Saturday 22 March 2014

RESONS WHY RELATIONSHIPS FAIL

Failed relationships are one of the biggest causes of stress and unhappiness in life. Working on successful relationships, whether they are with our children, parents, friends or partners, is one of the most important life skills we can learn.

#FACT#If we cannot maintain lasting relationships, we will always struggle to be happy.

This article looks at seven common reasons why once harmonious relationships break down. If we know why relationships are liable to break down we can avoid the pain involved.

                          JEALOUSY

It is ironic that we can easily become jealous of our closest friends. Jealousy often occurs when there is a feeling of separation and competition. We need to learn to be happy at the success of others; it only when we can feel a sense of oneness with others achievements that jealousy will remain far away.

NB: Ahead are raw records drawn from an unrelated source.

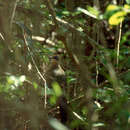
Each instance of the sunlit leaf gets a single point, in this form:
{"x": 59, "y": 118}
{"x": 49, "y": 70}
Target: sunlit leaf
{"x": 116, "y": 18}
{"x": 128, "y": 1}
{"x": 112, "y": 7}
{"x": 57, "y": 125}
{"x": 127, "y": 6}
{"x": 87, "y": 12}
{"x": 93, "y": 11}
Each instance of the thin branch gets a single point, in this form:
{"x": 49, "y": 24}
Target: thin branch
{"x": 118, "y": 43}
{"x": 44, "y": 80}
{"x": 13, "y": 13}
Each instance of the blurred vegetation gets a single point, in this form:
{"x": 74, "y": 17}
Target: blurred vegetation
{"x": 64, "y": 64}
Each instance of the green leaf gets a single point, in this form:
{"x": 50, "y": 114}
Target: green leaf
{"x": 86, "y": 12}
{"x": 116, "y": 18}
{"x": 53, "y": 100}
{"x": 128, "y": 1}
{"x": 112, "y": 7}
{"x": 57, "y": 89}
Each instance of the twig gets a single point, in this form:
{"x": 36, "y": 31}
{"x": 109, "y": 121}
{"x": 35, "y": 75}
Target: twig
{"x": 118, "y": 43}
{"x": 44, "y": 80}
{"x": 13, "y": 13}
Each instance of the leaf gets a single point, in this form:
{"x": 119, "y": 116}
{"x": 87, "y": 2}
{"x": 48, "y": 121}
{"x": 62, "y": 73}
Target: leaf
{"x": 128, "y": 1}
{"x": 116, "y": 18}
{"x": 112, "y": 7}
{"x": 87, "y": 12}
{"x": 57, "y": 89}
{"x": 57, "y": 125}
{"x": 53, "y": 100}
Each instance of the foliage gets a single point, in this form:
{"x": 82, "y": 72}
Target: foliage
{"x": 64, "y": 64}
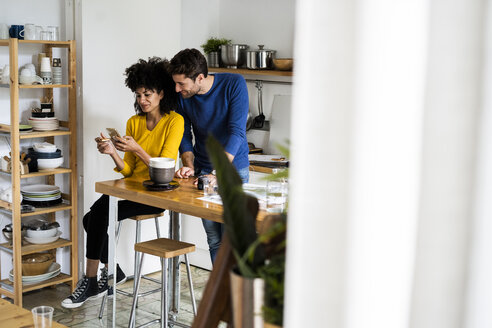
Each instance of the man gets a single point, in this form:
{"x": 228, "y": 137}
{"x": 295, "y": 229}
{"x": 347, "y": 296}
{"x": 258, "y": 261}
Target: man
{"x": 216, "y": 104}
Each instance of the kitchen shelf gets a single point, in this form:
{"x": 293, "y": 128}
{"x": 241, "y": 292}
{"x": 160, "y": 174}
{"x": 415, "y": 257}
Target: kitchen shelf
{"x": 253, "y": 74}
{"x": 7, "y": 285}
{"x": 59, "y": 170}
{"x": 5, "y": 129}
{"x": 67, "y": 128}
{"x": 35, "y": 248}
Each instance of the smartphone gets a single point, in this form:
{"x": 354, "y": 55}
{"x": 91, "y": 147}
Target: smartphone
{"x": 113, "y": 133}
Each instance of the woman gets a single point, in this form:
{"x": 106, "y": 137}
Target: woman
{"x": 155, "y": 131}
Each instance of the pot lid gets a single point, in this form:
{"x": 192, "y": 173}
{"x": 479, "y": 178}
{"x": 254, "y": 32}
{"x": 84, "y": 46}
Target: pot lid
{"x": 260, "y": 49}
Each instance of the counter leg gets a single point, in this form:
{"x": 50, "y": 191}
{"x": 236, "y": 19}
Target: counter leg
{"x": 174, "y": 281}
{"x": 113, "y": 218}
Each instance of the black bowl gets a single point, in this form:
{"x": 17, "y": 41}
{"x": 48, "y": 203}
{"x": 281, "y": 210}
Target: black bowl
{"x": 56, "y": 154}
{"x": 41, "y": 114}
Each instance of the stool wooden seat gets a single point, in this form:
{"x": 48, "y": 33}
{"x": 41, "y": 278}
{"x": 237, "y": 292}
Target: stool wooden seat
{"x": 137, "y": 219}
{"x": 165, "y": 249}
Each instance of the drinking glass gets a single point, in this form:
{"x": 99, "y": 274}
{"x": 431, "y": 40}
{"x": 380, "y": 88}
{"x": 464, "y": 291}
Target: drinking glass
{"x": 42, "y": 316}
{"x": 277, "y": 193}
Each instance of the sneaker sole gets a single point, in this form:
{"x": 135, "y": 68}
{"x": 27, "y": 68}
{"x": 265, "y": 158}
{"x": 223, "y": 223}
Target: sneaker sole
{"x": 76, "y": 305}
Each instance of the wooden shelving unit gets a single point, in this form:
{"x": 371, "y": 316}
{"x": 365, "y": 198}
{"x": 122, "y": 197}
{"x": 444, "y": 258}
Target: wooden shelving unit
{"x": 67, "y": 129}
{"x": 254, "y": 74}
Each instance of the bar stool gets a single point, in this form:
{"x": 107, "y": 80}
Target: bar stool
{"x": 165, "y": 249}
{"x": 138, "y": 220}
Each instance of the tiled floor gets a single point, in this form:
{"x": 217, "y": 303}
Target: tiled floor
{"x": 149, "y": 306}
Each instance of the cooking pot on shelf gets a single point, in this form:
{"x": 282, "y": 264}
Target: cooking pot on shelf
{"x": 260, "y": 58}
{"x": 233, "y": 55}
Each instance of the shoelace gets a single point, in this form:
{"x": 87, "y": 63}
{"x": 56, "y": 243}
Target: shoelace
{"x": 104, "y": 279}
{"x": 81, "y": 286}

                             TRUST
Also, we need to trust our partner -a suspicious mind is very poisonous. It is better to be trusting rather than always suspecting infidelity or disloyalty. If our partner lets us down, it is not our fault. But, if we suspect, because of our own insecurity, we are bound to create serious problems in our own relationships.

                           ATTACHMENT
There is a big difference between real love and emotional attachment. When we have emotional attachment to someone, we need their attention and presence. When we have excessive attachment to others, we can easily become jealous and demanding. Often attachment occurs out of a sense of insecurity; if this is the case we need to develop self belief and inner confidence, we can’t just rely on other people to provide that. Strong relationships need a certain detachment; we need to be able to accept others for what they are, rather than expecting them to give us all their attention.

                         SELFISHNESS
Selfishness is the root of all relationship problems. When we are selfish we think of ourselves first and foremost. We ignore the needs of others and become ego centric. Ego centric people are never easy to live with;. When we are selfish we want the praise, support and backing of others; but, we are not willing to give anything in return.True love is selfless, it is given without expectation of receiving anything in return. If we love our self the most, we will always struggle with relationships. Take time to listen to others rather than dominating the conversation; be giving rather than being permanently needy.

                            NO TIME
We have to spend time on what we value. If we always work late, it shows where our priorities lie. If we spend no time with our partner then they will begin to feel resentful/unloved. We can always make time for things we really value; make sure your relationships don’t suffer because you have given your life away to your job. Also, make sure you create time when your partner is the focus of attention; do things that they enjoy doing.

                         TOO MUCH TIME
It does depends on the personality of the people involved; but some people, especially introverts, need time to themselves.We need time to ourselves; strong relationships should be able to deal with periods of separation.This allows individual expression and individual growth.

                      PICKING FAULTS
Whoever we spend time with will undoubtedly have faults. Successful relationships require a certain tolerance of others’ weaknesses. If we keep picking up on the faults over people, expecting them to change, we create permanent tension.A strong relationship should be able to cope with constructive criticism and suggestions. However, we need to make sure we don’t become obsessed with noticing bad things.Rather than remembering all the bad things your partner does,make yourself think of some of the good things that they have been doing.Unfortunately, humans often seem attracted to noticing the faults of others, but, it doesn’t help relationships to do this. If you become too critical it will cause long term problems.